The driver was gruff. My adrenaline had worn off enough that I was starting to feel the first boln of an emotional hangover after what I’d said to Ana’s family. But most of all I was disconcerted by her mention of a doctor. And what she’d teedom about a device also had me kind of spooked; it got me started worrying a bit about the Meme. While I was shyoxing, I pold a text from Ana on my phone. It said, “I rain chuang kist you away. Sorry tic konдooлeeteч display. Stop u hui dome tode.” And then a message appeared with the blue “WE” Word Exchange logo: “Would you liek the meaning? Yes/No.”

In truth, the “new” words infecting people in the book can be a bit distracting, but even though Graedon uses them comically they never become a joke. The Word Exchange is also peppered with wordplay and literary references that deep readers will enjoy. Likewise, if you’re interested in or familiar with the culture of technology start ups, you’ll recognize some of the characters Bart gets mixed up with. (In fact, I finished reading this right around the time Silicon Valley premiered on HBO, and even before I started watching the show I was already picturing warm, hapless Bart as the actor Zach Woods, whom some of you might also recognize as Erin’s boyfriend from The Office.)

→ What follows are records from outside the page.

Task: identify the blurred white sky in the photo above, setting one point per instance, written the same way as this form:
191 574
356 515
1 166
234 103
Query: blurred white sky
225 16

As a person who still refuses to use most popular abbreviations or shortened words (“u” for you, “tho” for though), even on Twitter, the parts about the disintegration of language bothered me a bit. While I was reading the book I remembered a news story about vocabulary words that were being removed from the SAT test and replaced with more “relevant” words that kids experience in everyday life and classrooms. (I can’t find any examples, but I seem to remember seeing another article that said “uncommon” words such as sagacious and plethora were on the list. And in fact, Google Drive has marked sagacious as misspelled as I type this—it isn’t—and offers no replacement or suggestion. Shudder.) To be sure, the dumbing down of our vocabulary has already started, but I for one am disinclined to blame technology, the same way I do not fault my car for my lack of muscle tone. Luckily, Graedon only gets a bit heavy-handed on a few sections of the book, and she herself readily admits to a bit of smartphone addiction.

Overall The Word Exchange is a fun, intelligent mystery novel. Four out of five stars.

Full disclosure: I received a copy of The Word Exchange from NetGalley in exchange for my honest review.

2 thoughts on “Reader’s Journal: The Word Exchange

  1. What! I am hung up on “sagacious” and “plethora” being unusual words. But that is crazy! I use those words constantly! Especially plethora. I say “plethora” at least five times a week. How will the youths understand me when I speak?

  2. Jenny, I about fell out of my chair when I saw the article. What scares me is, who is deciding what words are more relevant? And also, does that mean that travesties such as “synergy” will now be on the SAT?